Les personnages de Cossery possèdent au plus haut degré la force intérieure. «Là où il n’y avait rien, la tempête se déchaînait en vain. L’invulnérabilité de Gohar était dans ce dénuement total. Il n’offrait aucune prise aux dévastations.» (Mendiants et Orgueilleux).
Pour Cossery, il faut savoir se contenter de la vie. Mais aussi, se réjouir de l’existence. Même dans le malheur, il faut conserver une vision joyeuse du monde. Ne jamais rejoindre les pleureuses professionnelles. Cultiver l’humour et la dérision est le meilleur moyen de se préserver de la poussée des orties dépressives.
Voici un passage dans lequel beaucoup d’Algériens se reconnaîtront : «Même devant le bourreau, Yéghen n’aurait pu s’empêcher d’être frivole; toute autre attitude lui eût semblé hypocrite et empreinte d’une fausse dignité. Ainsi en était-il de sa poésie; elle était le langage même du peuple parmi lequel il vivait; un langage où l’humour fleurissait malgré les pires misères.» (Mendiants et Orgueilleux)
Au terme de notre courte étude sur l’œuvre de Cossery, on peut conclure qu’elle s’attache en priorité à explorer et dénoncer avec recul et distance ce monde d’imposture. Pour combattre ce monde abject, il prône la résistance passive fondée sur la dérision et le rire, le tout porté par une attitude où la paresse se conjugue avec la sagesse. Pour Cossery, une seule chose importe : l’accomplissement de soi appuyé sur la paix intérieure. Et cette réalisation de soi ne peut par ailleurs advenir que par le détachement des biens matériels, le renoncement à la possession. Ce sacrifice des objets est le gage de la vie simple, d’une existence frugale, sur fond d’une joie et d’un optimisme immortels. «Certains atteignent la paix, la paix intérieure, la simplicité de la vie avant tout. Je réécris toujours le même livre, il n’y a que l’intrigue qui change, mais elle ne m’intéresse pas. Mon métier, c’est de regarder, je me sens responsable, alors j’écris pour dire ce que je pense de ce monde. Partout règne l’esclavage dont il faut s’affranchir. Je montre essentiellement une soif de liberté.» «Un écrivain véritable se différencie d’un romancier qui attache de l’importance aux histoires. Il ne suffit pas d’écrire pour être écrivain, l’écrivain doit exercer son sens critique, à la manière de Stendhal, affronter les problèmes cruciaux, universels.»

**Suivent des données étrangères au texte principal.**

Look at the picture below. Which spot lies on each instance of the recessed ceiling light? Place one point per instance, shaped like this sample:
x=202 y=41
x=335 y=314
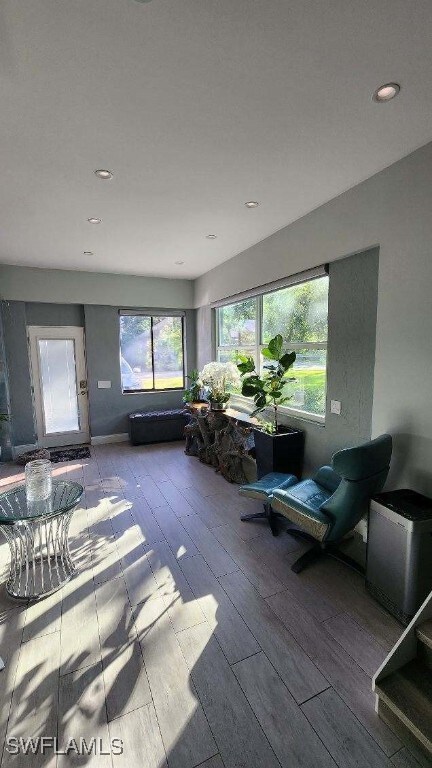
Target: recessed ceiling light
x=102 y=174
x=386 y=92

Qui plus est, fondée sur la fraternité, la philosophie de Cossery repose aussi sur une forme aristocratique de l’être par la fierté qu’elle nécessite, même dans l’extrême dénuement. Et aussi par la hauteur d’esprit qu’elle exige pour affronter sereinement les vicissitudes de la vie, les infortunes de l’existence.
Ouvrages d’Albert Cossery
Ecrivain «paresseux», Albert Cossery n’a publié qu’un livre tous les dix ans, dont en 1955 son chef-d’œuvre : Mendiants et Orgueilleux, adapté au cinéma par Jacques Poitrenaud (1971) et Asmaa El-Bakry (1991), ainsi qu’en bande dessinée par Golo (1991). La Violence et la dérision (1964) a obtenu le prix de la Société des gens de lettres, Les Couleurs de l’infamie (1999, le Prix Méditerranée 2000.
Son œuvre a été distinguée notamment par le Grand prix de la francophonie de l’Académie française (1990), le Grand prix littéraire de la ville d’Antibes (1995) et le Prix Poncetton de la Société des gens de lettres (2005). Ses œuvres complètes — huit livres au total, un recueil de nouvelles et sept romans — ont été publiées en 2005 par Joëlle Losfeld. Tous les romans d’Albert Cossery sont édités chez Joëlle Losfeld.

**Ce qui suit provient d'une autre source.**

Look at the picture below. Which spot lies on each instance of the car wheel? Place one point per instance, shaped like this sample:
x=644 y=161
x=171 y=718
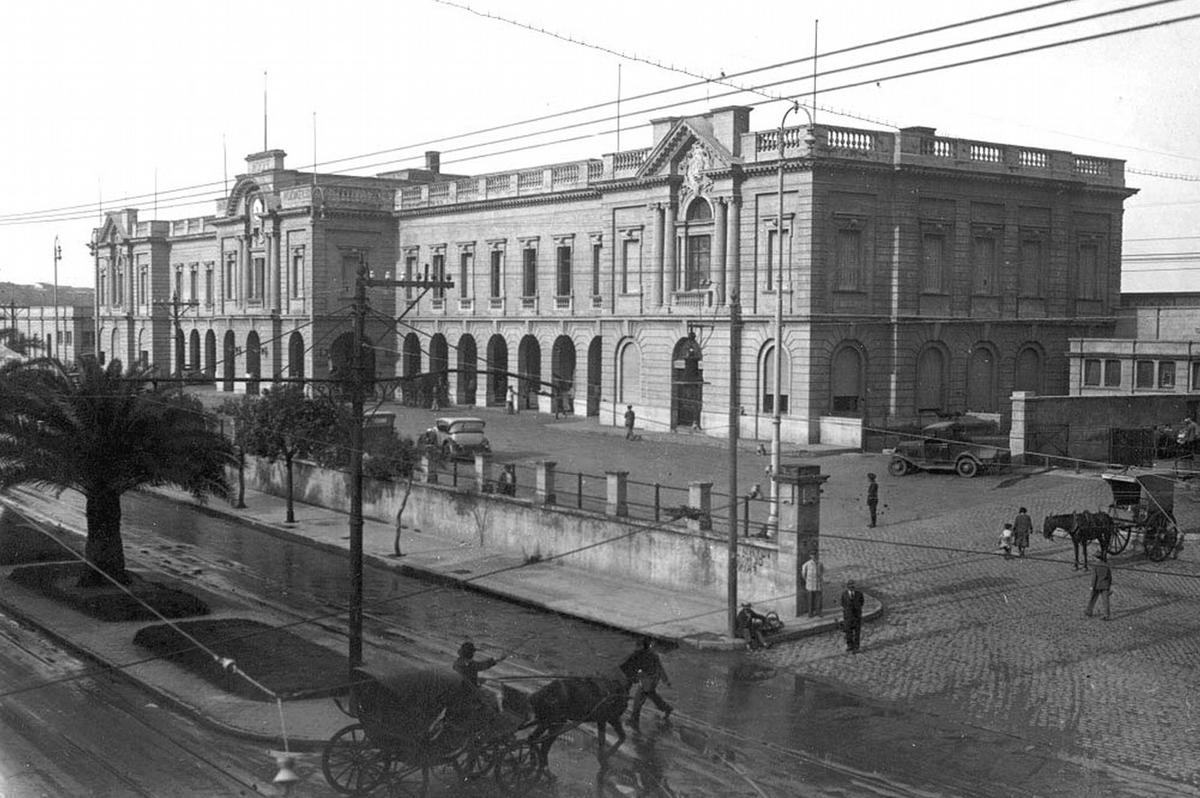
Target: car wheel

- Les Hommes oubliés de Dieu (1941). Ce premier livre de Cossery, composé de nouvelles, expose déjà les thèmes principaux de l’écrivain : la paresse, le sommeil, la dérision, la consommation du haschisch, la critique des puissants et des forces répressives. Au reste, dans cet ouvrage, un agent des forces de l’ordre symbolise la férocité et la méchanceté, celles mises au service des classes possédantes. Déjà à l’époque, Cossery a su dévoiler la malfaisance et la perversité des forces de l’ordre et de leurs patrons, les puissants. D’ailleurs, une grève est violemment réprimée.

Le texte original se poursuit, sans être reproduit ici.